We screened for algal proteins of possible chlamydial origin in the following ways: 1) The JGI databases for Chlamydomonas reinhardtii, Ostreococcus lucimarinus, Ostreococcus tauri, Phaeodactylum tricornutum and Thalassiosira pseudonana were searched for Blast hits with Protochlamydia amoebophilia using the advanced search function and an e-value cut off of exp -20. 2) The proteome of Cyanidioschyzon merolae was downloaded from http://merolae.biol.s.u-tokyo.ac.jp/ and blasted (NCBI BLASTP) locally against the proteom of Protochlamydia amoebophila using an e-value cut-off of exp-20. Proteins and contigs showing similarity over the entire length were selected for further analysis. To exclude false positive we blasted (BLASTP) each algal protein against the NCB non redundant protein database and the databases for Chlamydomonas reinhardtii, Ostreococcus lucimarinus, Ostreococcus tauri, Phaeodactylum tricornutum and Thalassiosira pseudonana at JGI and the Cyanidionschyzon merolae database at http://merolae.biol.s.u-tokyo.ac.jp/. For proteins showing an association with proteins of Chlamydiae in the distance tree generated by the NCBI BLAST server, we assembled a dataset containing all algal proteins and proteins from Arabidopsis, Oryza, at least 5 Chlamydiae (incl. Protochlamydia amoebophilia), at least 5 cyanobacteria and members of the Proteobacteria and Firmicutes and 5 – 10 bacterial strains obtained as top bacterial BLASTP hits using the protein from Protochlamydia as a query.

Phylogenetic analysis

Alignment of single-gene data sets were generated using CLUSTAL W and manually refined with SeaView [79]. Non-alignable regions were excluded prior to phylogenetic analyses. The evolutionary model fitting best the protein data was determined with ProtTest 1.2.6 with deactivated "+F" option [80, 81]. Maximum likelihood trees were done with phyml 2.4.4 set to the optimal evolutionary model and including 200 bootstrap replicates (in most cases WAG+I+Γ; [82, 83]). All trees that were chosen to be depicted, have been subjected in addition to Bayesian inference with MrBayes 3.1.2 [84]. For each data set, two runs with four chains and 3 million generations have been computed. Likelihood parameters were set to 4 gamma categories and proportion of invarable sites. Computation was done across all available amino acid substitution matrices (command "prset aamodel = mixed"). Every 100th generation was sampled. Convergence of the runs was checked according to the output of the "sump" command. The output was also used to determine the burn-in phase.

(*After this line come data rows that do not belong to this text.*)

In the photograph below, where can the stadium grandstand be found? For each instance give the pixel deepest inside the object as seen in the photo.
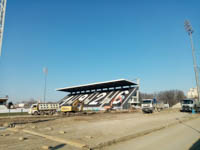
(121, 94)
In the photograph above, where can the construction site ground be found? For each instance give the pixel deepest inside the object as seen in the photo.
(97, 131)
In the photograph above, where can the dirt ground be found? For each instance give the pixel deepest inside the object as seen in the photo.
(96, 131)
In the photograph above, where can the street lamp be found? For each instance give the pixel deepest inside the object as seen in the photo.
(45, 70)
(189, 30)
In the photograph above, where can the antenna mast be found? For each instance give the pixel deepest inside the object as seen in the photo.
(189, 30)
(2, 20)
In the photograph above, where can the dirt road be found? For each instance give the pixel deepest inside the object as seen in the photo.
(183, 136)
(99, 131)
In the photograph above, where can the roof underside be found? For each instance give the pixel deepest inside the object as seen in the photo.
(99, 85)
(3, 99)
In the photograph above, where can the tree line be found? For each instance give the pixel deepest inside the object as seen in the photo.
(171, 97)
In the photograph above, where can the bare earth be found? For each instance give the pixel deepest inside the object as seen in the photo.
(101, 131)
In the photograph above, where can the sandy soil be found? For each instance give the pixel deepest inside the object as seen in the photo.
(93, 130)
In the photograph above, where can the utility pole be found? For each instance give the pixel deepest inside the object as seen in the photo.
(189, 30)
(2, 20)
(45, 70)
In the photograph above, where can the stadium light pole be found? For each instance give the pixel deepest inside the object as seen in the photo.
(2, 21)
(45, 70)
(189, 30)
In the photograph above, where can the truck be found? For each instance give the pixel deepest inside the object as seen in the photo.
(44, 109)
(151, 105)
(187, 105)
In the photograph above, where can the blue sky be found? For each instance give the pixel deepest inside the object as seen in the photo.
(96, 40)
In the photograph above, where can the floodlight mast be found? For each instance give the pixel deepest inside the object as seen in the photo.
(2, 21)
(189, 30)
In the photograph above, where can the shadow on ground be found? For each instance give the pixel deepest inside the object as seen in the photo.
(58, 146)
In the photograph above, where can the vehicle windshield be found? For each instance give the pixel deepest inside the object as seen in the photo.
(146, 101)
(187, 102)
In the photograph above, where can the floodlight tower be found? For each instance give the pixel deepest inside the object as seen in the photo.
(189, 30)
(2, 20)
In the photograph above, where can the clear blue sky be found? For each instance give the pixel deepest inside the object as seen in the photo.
(84, 41)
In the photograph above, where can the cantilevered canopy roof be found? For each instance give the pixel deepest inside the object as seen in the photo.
(98, 85)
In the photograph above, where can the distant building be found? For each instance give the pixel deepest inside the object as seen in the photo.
(192, 93)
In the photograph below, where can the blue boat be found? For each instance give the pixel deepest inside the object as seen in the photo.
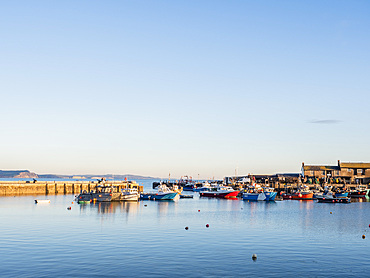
(164, 193)
(254, 193)
(270, 195)
(250, 196)
(341, 194)
(158, 196)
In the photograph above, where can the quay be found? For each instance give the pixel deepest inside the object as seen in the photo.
(12, 188)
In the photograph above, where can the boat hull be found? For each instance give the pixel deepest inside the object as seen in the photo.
(270, 196)
(298, 196)
(334, 200)
(357, 194)
(159, 197)
(254, 196)
(225, 195)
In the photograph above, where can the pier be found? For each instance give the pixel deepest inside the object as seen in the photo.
(12, 188)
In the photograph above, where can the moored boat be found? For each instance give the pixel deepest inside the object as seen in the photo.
(39, 201)
(226, 192)
(269, 193)
(358, 192)
(257, 193)
(331, 198)
(129, 194)
(164, 193)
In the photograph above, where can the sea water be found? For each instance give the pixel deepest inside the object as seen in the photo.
(149, 239)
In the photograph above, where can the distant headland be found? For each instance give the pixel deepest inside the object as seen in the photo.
(26, 174)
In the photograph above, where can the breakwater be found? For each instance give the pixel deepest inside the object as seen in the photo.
(8, 188)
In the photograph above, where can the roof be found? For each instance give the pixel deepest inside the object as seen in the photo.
(358, 165)
(319, 168)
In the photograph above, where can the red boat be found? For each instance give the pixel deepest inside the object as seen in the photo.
(299, 195)
(359, 192)
(220, 192)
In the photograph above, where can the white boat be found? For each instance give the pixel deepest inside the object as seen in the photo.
(39, 201)
(129, 194)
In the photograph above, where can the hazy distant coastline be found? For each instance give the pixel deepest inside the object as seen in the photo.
(24, 174)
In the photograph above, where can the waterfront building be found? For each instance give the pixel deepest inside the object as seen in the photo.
(343, 172)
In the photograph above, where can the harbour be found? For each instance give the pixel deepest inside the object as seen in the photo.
(293, 238)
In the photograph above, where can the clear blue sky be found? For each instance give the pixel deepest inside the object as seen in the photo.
(187, 87)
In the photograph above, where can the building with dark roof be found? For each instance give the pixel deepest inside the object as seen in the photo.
(343, 172)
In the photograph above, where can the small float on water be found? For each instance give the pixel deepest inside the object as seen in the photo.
(40, 201)
(303, 193)
(220, 191)
(163, 194)
(258, 193)
(331, 198)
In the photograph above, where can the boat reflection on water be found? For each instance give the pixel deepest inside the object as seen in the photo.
(111, 207)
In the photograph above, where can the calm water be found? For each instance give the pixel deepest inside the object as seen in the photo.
(290, 238)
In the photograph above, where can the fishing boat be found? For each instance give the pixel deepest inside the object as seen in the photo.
(254, 193)
(359, 192)
(269, 193)
(220, 191)
(302, 193)
(331, 198)
(258, 193)
(129, 194)
(183, 196)
(39, 201)
(203, 187)
(164, 193)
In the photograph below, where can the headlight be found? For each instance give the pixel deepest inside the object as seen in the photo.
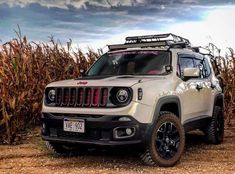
(51, 95)
(121, 96)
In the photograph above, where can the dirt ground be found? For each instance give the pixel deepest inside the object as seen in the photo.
(199, 157)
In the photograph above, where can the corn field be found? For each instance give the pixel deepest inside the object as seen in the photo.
(27, 67)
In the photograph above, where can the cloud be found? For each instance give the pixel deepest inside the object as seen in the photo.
(66, 4)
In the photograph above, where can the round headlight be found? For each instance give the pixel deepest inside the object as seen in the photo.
(51, 95)
(122, 95)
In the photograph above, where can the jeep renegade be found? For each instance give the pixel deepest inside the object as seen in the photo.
(147, 92)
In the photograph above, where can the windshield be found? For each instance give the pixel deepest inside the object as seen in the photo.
(131, 63)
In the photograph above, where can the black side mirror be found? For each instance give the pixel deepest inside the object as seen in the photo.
(82, 72)
(168, 68)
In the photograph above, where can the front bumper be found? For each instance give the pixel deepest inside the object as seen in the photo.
(99, 130)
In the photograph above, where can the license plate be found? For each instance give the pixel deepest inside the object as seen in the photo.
(74, 125)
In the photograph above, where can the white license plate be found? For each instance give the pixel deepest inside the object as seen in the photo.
(74, 125)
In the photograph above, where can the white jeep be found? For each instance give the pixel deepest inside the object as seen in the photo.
(146, 93)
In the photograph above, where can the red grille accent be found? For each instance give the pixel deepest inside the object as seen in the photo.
(72, 100)
(95, 97)
(88, 97)
(104, 98)
(82, 97)
(58, 96)
(66, 97)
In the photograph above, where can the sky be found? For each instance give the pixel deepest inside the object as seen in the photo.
(96, 23)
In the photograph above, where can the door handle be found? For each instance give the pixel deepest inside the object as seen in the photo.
(199, 87)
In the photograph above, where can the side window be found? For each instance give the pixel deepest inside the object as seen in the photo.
(204, 67)
(207, 68)
(199, 63)
(184, 62)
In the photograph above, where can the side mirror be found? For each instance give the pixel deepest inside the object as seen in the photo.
(191, 72)
(82, 72)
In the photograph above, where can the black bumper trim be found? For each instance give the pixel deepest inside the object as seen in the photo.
(90, 142)
(98, 130)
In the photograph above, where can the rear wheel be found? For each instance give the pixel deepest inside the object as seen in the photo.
(215, 130)
(167, 141)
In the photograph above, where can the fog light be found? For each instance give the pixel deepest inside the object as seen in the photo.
(128, 131)
(43, 128)
(121, 133)
(124, 119)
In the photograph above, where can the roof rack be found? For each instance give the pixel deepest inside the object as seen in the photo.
(160, 40)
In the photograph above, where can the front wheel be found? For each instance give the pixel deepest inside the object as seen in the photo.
(166, 143)
(215, 130)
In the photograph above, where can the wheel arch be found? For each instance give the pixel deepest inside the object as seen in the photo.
(168, 103)
(219, 100)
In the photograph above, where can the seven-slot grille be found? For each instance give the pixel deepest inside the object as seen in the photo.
(81, 97)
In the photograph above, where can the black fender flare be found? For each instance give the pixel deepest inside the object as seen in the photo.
(166, 100)
(160, 103)
(219, 96)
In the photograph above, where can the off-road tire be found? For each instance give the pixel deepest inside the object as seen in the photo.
(151, 155)
(215, 130)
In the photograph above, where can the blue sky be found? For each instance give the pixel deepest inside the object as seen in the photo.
(95, 23)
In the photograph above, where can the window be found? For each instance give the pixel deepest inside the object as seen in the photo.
(131, 63)
(189, 61)
(207, 68)
(184, 62)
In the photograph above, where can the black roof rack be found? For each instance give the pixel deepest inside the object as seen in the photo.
(160, 40)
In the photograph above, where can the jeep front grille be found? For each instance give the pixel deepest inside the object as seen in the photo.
(81, 97)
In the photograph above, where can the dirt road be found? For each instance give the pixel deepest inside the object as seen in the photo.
(199, 157)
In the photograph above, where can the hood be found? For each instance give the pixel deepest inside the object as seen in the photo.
(126, 81)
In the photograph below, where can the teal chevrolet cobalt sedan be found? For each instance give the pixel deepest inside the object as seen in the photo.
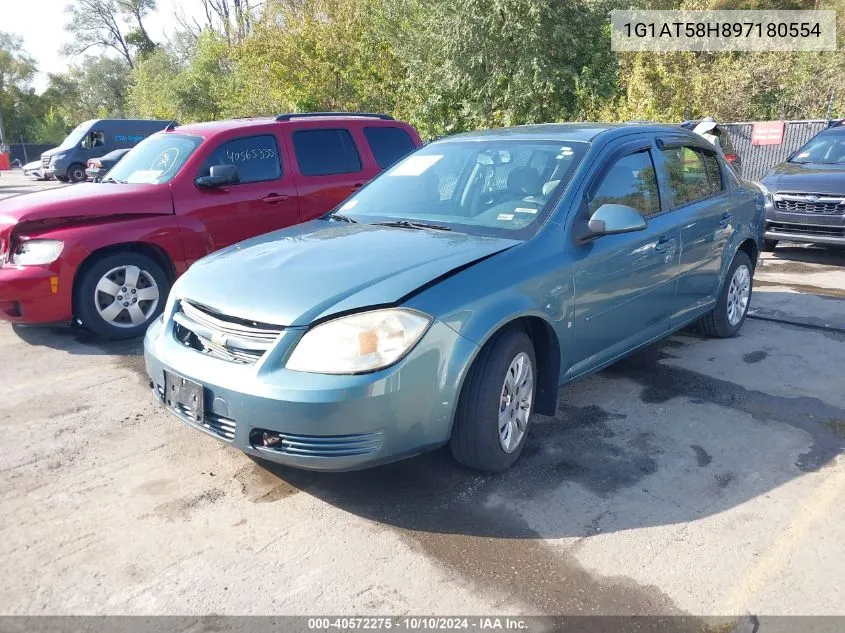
(452, 297)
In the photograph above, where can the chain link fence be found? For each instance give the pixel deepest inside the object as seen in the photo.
(758, 159)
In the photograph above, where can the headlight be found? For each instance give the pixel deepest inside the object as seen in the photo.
(767, 195)
(34, 252)
(359, 342)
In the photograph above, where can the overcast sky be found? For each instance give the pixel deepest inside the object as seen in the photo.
(41, 24)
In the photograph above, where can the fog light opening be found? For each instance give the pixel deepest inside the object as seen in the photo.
(260, 438)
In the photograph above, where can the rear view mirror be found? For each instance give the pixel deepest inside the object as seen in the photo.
(494, 157)
(219, 176)
(612, 219)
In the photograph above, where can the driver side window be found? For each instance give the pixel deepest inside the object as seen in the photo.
(631, 180)
(256, 157)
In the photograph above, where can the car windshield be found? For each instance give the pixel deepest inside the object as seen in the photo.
(827, 149)
(75, 137)
(499, 188)
(156, 159)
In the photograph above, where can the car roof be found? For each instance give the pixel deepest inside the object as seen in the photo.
(211, 128)
(567, 131)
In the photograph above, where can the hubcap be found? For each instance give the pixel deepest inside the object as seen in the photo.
(126, 296)
(515, 404)
(739, 293)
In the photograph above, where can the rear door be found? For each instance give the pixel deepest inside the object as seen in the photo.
(701, 200)
(263, 201)
(624, 284)
(329, 165)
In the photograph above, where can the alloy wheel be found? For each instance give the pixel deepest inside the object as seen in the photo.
(739, 292)
(515, 403)
(126, 296)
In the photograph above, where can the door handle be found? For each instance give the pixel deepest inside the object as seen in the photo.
(665, 243)
(274, 198)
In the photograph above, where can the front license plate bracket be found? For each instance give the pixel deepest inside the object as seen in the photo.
(184, 396)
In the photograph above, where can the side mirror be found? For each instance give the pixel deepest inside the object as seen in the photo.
(612, 219)
(219, 176)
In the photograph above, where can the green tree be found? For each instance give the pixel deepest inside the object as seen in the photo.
(19, 104)
(479, 63)
(110, 24)
(94, 88)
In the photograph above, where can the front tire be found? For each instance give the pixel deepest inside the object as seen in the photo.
(727, 317)
(120, 294)
(496, 404)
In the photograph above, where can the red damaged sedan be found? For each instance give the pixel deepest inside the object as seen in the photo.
(105, 255)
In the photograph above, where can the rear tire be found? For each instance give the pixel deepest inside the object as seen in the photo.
(76, 173)
(120, 294)
(496, 403)
(727, 317)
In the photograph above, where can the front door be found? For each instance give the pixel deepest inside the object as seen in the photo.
(704, 209)
(624, 284)
(263, 201)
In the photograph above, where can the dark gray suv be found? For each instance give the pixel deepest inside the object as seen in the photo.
(806, 194)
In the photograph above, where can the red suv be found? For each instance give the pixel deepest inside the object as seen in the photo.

Two concatenated data sets with a reduced taxon sampling have been assembled from single-gene data. In the first of these data sets, single genes that showed a closer relationship of Bacillariophyta to red algae have been combined, whereas the second data set comprised single genes showing a relationship of Bacillariophyta to Viridiplantae. All concatenated data sets have been subjected to the same analysis procedure as the single genes concerning maximum likelihood analysis (see above). Since in the concatenated data sets some sequences for single taxa were missing, no partitions were defined for Bayesian analyses (see legend of Fig. 3, additional file 5 for details).